The lessons of how the German labour market coped with the stresses of reunification have some relevance for the rest of Europe today.
Before unification the unemployment rate in West Germany had been 5 per cent.
However, at an early stage in the unification process it was decided that the deutschmark and the ostmark would be exchanged at parity, which resulted in wage rates in the single currency being the same in East and West.
Given that productivity in the East was dramatically lower than in the West, the result was the closure of much of the old East German economy, resulting in unemployment rates of over 20 per cent in some of the Eastern Länder .
Brave choice
The decision to move immediately to a unified labour market was a brave one. It meant that, instead of growth in the East being driven by lower costs, Germany as a whole had to grow more rapidly to provide jobs for the large number of people in the East who suddenly found themselves unemployed.
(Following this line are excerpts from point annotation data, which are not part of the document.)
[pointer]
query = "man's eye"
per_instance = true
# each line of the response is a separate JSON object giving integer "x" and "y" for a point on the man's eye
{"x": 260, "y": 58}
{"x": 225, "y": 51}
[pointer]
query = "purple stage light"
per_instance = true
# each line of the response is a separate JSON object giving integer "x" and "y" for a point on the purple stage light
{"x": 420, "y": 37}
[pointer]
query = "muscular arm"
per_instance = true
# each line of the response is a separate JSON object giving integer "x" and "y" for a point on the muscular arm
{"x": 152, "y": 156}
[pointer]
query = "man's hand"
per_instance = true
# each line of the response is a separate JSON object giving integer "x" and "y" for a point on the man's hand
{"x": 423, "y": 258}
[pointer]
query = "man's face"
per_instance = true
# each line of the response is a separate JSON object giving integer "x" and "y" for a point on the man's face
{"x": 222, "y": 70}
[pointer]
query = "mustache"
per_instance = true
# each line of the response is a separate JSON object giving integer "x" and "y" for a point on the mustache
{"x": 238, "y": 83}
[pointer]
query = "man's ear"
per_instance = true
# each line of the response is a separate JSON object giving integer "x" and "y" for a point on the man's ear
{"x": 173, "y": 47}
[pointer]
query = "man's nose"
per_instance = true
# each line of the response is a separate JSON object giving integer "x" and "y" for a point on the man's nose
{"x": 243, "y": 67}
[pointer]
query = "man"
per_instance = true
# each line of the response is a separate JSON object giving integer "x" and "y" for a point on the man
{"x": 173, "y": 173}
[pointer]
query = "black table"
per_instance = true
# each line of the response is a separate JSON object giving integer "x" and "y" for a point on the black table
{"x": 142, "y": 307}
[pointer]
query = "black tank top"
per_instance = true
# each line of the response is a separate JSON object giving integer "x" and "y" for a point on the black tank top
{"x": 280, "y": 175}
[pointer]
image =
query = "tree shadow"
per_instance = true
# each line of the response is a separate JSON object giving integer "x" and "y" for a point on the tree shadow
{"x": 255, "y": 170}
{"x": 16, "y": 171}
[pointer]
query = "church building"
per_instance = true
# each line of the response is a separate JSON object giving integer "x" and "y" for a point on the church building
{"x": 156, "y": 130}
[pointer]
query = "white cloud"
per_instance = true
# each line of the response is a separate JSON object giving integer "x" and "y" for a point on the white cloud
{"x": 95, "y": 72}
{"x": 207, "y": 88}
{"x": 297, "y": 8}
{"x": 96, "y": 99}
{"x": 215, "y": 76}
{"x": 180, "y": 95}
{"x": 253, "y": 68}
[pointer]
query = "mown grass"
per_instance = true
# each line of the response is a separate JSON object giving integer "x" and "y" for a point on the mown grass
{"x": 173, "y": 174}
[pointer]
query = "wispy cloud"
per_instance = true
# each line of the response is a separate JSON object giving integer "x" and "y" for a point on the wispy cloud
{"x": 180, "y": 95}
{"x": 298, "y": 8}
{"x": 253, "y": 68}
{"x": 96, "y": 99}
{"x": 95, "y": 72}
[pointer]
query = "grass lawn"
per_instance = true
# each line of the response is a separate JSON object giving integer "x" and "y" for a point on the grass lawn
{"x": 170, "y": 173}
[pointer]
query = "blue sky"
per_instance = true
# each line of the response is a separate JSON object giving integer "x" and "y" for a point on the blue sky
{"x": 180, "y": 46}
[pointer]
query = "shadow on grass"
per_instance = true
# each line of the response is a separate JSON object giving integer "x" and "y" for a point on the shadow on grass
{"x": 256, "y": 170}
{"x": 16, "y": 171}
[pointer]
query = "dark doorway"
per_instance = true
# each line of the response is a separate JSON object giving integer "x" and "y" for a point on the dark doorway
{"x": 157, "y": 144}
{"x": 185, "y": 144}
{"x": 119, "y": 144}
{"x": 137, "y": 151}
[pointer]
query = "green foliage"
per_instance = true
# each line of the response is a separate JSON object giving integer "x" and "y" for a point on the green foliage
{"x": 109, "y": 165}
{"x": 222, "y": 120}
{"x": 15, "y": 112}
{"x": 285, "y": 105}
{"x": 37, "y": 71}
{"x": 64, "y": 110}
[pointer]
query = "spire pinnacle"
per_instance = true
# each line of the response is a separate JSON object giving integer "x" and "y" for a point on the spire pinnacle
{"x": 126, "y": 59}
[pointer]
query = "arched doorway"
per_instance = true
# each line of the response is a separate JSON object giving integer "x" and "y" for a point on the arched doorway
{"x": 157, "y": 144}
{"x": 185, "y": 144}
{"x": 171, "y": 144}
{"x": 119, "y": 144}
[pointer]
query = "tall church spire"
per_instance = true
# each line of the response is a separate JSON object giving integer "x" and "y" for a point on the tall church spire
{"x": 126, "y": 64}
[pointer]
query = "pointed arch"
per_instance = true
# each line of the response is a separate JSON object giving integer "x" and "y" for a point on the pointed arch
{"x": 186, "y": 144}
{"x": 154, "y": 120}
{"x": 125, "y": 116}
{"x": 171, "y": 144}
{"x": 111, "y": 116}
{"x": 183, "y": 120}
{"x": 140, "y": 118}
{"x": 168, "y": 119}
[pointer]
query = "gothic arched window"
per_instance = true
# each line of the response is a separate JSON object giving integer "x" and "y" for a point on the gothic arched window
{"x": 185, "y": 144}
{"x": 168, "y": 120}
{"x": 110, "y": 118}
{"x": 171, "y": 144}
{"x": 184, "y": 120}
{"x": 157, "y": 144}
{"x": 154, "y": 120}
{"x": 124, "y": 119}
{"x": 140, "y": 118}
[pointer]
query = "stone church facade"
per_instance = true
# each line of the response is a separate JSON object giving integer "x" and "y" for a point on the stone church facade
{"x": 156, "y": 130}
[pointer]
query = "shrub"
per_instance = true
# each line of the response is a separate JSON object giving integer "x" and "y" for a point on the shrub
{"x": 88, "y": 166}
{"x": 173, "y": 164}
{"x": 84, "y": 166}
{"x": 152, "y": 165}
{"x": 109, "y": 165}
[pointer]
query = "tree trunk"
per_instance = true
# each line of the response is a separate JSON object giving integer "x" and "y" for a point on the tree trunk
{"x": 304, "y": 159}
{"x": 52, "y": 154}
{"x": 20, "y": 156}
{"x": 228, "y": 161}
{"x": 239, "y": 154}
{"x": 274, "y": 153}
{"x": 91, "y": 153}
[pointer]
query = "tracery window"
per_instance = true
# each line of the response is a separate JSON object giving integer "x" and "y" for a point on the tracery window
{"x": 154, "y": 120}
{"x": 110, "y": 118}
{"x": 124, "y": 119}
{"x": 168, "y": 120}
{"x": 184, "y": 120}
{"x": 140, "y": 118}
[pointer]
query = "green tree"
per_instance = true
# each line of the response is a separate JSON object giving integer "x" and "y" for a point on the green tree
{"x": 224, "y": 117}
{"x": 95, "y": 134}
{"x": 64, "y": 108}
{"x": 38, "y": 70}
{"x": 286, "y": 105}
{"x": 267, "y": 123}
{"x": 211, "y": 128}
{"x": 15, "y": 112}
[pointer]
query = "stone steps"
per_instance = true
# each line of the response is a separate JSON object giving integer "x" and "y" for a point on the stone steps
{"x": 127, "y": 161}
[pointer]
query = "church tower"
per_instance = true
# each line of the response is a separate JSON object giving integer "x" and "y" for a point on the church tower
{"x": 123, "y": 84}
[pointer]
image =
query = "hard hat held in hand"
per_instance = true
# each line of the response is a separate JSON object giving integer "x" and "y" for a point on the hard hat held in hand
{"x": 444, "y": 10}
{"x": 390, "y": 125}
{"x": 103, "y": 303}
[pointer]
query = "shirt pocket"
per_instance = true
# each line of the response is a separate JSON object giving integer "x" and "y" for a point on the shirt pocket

In turn this had consequences for everyone in the new united Germany.
In the immediate aftermath of unification there was a major building boom, which also sucked in workers from outside Germany, including from Ireland. This helped minimise the immediate impact of unification on unemployment.
However, by the middle of the 1990s unemployment everywhere in Germany had risen to levels not seen for decades.
In 1997 the unemployment rate was almost 10 per cent (in the first graph, above), very similar to the rate in Ireland. However, Ireland’s unemployment rate was falling rapidly whereas Germany’s was rising, even though the European economy was booming.
German unemployment eventually peaked at over 11 per cent in 2005, when Ireland's was below 5 per cent.
Germany had a major labour market problem in the late 1990s. Today the situation is reversed. German unemployment, at 5 per cent, is around half of the Irish or EU rate.
How did it achieve this major transformation?
The first and most important point to make is that the adjustment process necessary to return the German economy to full employment had proceeded from immediately after unification even if the benefits of the adjustment took time to appear in the headline numbers. This reflects the fact that the German economy is a bit like a supertanker – it takes a long time to turn around.
Wage rates
A key factor in eventually returning Germany to full employment was that, over a period of around 15 years, German wage rates grew much more slowly than wage rates elsewhere in the EU15 (the second graph, above).
This was the price that the German population had to pay to return the country to the pre-unification level of unemployment.
If wage rates had fallen more rapidly in the early 1990s, or if Germany had been able to devalue, the adjustment might have been accomplished more rapidly.
Nonetheless, a key lesson is that if an economy like Germany in the 1990s is suffering from high unemployment, in spite of good growth in external markets, competitiveness needs to be improved.
A second important factor in returning Germany to full employment was the so-called Hartz package of reforms introduced in 2004.
These involved cuts in benefits and measures to make the labour market more flexible.
Lower benefit rates may have contributed to a rise in inequality but these changes also played a significant role in returning Germany to full employment. (Now that the labour market has fully adjusted some elements of the Hartz reforms have been modified by the current German government).
The German experience shows that unification of two countries or regions may require a major cut in everyone’s standard of living to ensure that the smaller, low productivity region grows sufficiently rapidly to ensure full employment.
Any reunification of Ireland would require major sacrifices by the population on the island as a whole to make it work. A second lesson is that wage rates need to be competitive.
In Ireland the necessary adjustment after the economic crash has probably already been completed, albeit in a much shorter time than was the case with Germany.
Flexible labour market
The third lesson is that the labour market needs to be flexible. While this was a prescription for some countries in the current crisis, such as Spain, neither the Irish Government nor the troika suggested major changes in Ireland – which already had quite a flexible labour market.
A fourth factor in the German labour market success was that Germany was able to build on an exceptionally successful exporting sector to grow out of unemployment, just as is the case with Ireland.
Greece, however, does not have a healthy export economy, and a different approach may be needed.
There is one other vital factor in the German labour market success story which is not often recognised by German politicians. In undertaking the painful adjustment over a prolonged period the German economy had the huge advantage that its neighbours in the EU, as well as in the rest of the world, were growing rapidly.
This suggests that Europe needs a significant fiscal stimulus to complement the other policy measures that proved successful in returning the German economy to full employment.